Dafür haben „Vestiarischwester“ Judith Leikauf und „Klosterbaumeister“ Karl Fehringer einen hybriden Barockaltar auf die Bühne gestellt. Doch Amoretten sind schon nackte, halb mit Tüchern bedeckte Showgirls. Oben auf der Empore hat ein fünfköpfiger „Hortus musicus“ in Nonnentracht Platz genommen, angeführt von „Klosterkantor“ Andreas Partilla – und die lassen allerlei irdisch-fetzige Klangwölkchen sich auftürmen, dann auch die Sinne umsäuseln und die Füße mitwippen. Der Tabernakel ist ein von bunten Lämpchen umrahmtes Zirkus-Entrée, aus dem erstaunliche „Wunder“ auftreten, denn auch die Altarbilder links und rechts sind wundersam drehbar und wechseln von Heiligenbildchen zum muskulösen Bodybuilder Steve Reeves. Dass Farblichter-Ketten auch die Proszeniumslogen verdecken, signalisiert schon „Buntes“ …
Das folgt dann auch für zwei Stunden vom „Theatralischen Liturgen“ Josef E. Köpplinger, der die laienhafte Selbstdarstellungslust der fünf übrig gebliebenen Nonnen, ihre verborgenen Talente, aber auch Eifersüchteleien mal nuancenreich, mal deftig inszeniert. Dass die reife Oberin Regina (Dagmar Hellberg) und ihre Vize Maria Hubert (Tracey Adele Cooper) locker mithalten, wenn die jüngeren Schwestern Robert Anne, Maria Amnesia und Maria Leo eine gekonnt kleine Steppnummer hinlegen, ist dem natürlich „sittsamen“ Training von Ricarda Regina Ludigkeit zu verdanken, die auch die sonstigen Tanztalente der be-rock!-ten Schwestern amüsant entwickelt hat. Über alle mal herrlich schräg-unbedarfte, mal sehnsüchtig tiefverborgene, jetzt losbrechende „Showstar“-Anbetung hinter Klostermauern sind die komödiantischen Talente der „Schwestern“ Florine Schnitzel, Julia Sturzlbaum und Frances Lucey zu bestaunen.

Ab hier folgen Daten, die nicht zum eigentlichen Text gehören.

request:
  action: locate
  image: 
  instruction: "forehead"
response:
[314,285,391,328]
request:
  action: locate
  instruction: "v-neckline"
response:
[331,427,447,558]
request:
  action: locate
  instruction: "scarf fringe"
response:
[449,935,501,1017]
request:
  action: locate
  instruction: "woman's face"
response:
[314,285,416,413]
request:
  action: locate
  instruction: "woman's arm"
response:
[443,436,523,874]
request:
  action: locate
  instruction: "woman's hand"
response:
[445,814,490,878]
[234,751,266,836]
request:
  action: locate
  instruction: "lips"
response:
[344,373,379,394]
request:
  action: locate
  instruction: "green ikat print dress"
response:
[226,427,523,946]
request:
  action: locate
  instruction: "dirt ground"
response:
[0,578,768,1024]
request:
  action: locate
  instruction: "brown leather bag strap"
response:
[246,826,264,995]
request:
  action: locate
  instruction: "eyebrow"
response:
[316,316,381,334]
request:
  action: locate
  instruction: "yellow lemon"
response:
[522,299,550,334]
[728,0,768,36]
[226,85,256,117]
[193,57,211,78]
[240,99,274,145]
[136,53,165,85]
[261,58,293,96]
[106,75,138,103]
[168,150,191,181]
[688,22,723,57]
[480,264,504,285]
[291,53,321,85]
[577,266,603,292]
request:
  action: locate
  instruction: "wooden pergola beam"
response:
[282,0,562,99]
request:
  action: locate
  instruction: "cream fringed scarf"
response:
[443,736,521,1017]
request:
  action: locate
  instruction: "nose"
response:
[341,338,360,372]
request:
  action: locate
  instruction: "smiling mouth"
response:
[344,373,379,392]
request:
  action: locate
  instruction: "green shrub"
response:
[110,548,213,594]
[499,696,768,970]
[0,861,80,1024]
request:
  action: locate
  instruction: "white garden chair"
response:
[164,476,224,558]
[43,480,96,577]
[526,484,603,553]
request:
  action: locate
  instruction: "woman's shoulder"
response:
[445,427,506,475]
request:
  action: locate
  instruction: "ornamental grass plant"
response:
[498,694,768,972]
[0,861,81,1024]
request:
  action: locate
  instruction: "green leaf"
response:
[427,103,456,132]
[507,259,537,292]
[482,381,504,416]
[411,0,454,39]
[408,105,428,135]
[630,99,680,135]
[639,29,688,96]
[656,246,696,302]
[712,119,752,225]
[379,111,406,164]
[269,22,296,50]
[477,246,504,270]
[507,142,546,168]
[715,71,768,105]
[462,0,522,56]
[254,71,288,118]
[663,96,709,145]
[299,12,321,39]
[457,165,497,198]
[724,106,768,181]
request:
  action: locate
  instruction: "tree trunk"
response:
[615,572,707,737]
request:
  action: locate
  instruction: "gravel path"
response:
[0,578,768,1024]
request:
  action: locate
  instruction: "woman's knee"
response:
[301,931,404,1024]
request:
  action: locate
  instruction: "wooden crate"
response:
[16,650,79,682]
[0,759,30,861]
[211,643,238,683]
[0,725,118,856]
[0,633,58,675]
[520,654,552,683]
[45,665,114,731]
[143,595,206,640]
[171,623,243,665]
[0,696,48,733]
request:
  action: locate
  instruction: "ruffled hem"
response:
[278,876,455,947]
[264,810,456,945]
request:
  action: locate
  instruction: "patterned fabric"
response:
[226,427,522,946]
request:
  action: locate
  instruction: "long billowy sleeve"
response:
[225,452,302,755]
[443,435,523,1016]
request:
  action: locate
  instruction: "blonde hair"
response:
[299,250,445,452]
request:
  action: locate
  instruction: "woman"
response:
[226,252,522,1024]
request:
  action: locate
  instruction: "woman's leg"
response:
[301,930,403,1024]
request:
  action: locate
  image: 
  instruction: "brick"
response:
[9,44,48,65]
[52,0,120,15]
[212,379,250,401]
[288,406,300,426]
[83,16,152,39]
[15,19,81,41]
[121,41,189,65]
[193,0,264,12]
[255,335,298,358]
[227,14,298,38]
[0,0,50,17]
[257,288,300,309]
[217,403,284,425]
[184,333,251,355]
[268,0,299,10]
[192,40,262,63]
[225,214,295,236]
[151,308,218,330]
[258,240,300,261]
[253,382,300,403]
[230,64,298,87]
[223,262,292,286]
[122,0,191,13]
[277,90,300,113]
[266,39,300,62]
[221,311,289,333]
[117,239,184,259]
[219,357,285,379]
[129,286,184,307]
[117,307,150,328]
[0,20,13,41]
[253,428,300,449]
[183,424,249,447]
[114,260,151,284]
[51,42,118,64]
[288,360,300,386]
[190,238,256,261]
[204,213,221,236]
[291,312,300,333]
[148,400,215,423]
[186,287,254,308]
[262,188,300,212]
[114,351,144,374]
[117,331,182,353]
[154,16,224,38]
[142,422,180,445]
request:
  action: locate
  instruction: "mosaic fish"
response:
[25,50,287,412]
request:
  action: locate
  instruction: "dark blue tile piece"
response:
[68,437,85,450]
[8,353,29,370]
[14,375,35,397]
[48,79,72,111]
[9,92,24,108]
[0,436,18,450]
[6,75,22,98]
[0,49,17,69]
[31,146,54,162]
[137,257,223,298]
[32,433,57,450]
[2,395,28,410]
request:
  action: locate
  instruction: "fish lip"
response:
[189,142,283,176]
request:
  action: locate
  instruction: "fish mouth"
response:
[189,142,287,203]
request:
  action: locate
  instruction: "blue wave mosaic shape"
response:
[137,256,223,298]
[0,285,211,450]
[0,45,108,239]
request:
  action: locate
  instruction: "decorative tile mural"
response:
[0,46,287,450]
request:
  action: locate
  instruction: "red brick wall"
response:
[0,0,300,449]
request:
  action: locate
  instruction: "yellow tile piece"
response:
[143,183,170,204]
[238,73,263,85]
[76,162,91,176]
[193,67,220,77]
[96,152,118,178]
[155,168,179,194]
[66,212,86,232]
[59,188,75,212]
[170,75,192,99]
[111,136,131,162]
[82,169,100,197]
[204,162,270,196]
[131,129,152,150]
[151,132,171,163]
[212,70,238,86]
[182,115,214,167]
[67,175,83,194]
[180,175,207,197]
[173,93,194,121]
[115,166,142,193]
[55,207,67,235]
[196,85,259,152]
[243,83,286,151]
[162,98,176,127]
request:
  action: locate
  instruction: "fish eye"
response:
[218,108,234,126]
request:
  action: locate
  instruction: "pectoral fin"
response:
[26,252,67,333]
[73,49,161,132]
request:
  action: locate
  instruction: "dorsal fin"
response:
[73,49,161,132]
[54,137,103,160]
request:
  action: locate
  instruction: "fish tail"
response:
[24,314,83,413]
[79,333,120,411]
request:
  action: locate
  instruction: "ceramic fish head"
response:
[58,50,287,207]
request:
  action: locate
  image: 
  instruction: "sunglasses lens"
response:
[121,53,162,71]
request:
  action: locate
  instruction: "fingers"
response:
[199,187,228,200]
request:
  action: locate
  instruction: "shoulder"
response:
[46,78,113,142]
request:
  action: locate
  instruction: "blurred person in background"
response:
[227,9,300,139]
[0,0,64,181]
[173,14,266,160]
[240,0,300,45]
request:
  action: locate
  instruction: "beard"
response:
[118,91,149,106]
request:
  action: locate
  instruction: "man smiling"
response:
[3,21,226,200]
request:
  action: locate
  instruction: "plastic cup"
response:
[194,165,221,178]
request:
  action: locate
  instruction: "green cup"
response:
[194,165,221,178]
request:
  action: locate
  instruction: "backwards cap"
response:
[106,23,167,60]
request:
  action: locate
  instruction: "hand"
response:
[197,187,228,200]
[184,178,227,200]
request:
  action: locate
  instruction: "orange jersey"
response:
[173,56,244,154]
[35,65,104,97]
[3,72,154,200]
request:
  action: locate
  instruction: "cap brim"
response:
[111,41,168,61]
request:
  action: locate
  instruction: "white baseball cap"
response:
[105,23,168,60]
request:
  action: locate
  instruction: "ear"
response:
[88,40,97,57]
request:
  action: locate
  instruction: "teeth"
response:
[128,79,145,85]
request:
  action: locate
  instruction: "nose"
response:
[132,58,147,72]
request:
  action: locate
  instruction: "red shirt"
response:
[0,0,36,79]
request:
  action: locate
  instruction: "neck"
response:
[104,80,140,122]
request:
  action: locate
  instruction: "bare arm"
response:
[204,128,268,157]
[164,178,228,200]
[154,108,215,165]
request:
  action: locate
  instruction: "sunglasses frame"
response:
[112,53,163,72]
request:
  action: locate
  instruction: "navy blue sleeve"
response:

Ein Wirbel von „Elvis lebt“ über „Die sterbende Nonne“ zu „Wege zur unbefleckten Empfängnis“ und Zarah Leanders „Du sollst der Kaiser meiner Seele sein“ samt Koloraturbrillanz – dafür kein „Pinguin“-Nonnenwitz, aber von „Winnetous Schwester“ über „Heidi“ zu „Sternenkrieg-Prinzessin Leia“ und „Jurassic Park“ viel Wortwitziges (Textbearbeitung ebenfalls „Liturg“ Köpplinger). Die finanzielle Rettung am Ende kommt nicht vom Filmprojekt „Nonnendämmerung“, nicht vom Schwestern-Kochbuch „BJM-Backen mit Jungfrau Maria“ samt Rezepten für „Sauce Catholique“, „Schlesisches Himmelreich“, „Rostbratwurst Hlg. Johanna“ und Nachspeise „Judasküsschen“, sondern von – nein, das sei noch nicht verraten! Diese Nonnen bieten allerlei reizend-weibliche Überraschungen, die das hoffentlich kommende „volle Haus“ toben lassen wird. Der theatralisch-heilige Geist war mit Euch!
Wolf-Dieter Peter
„Nunsense“ („Non(n)sense“) (1985) // Musical Comedy von Dan Goggin
Die Inszenierung ist als Stream bis zum 3. April 2021 über die Website des Theaters abrufbar.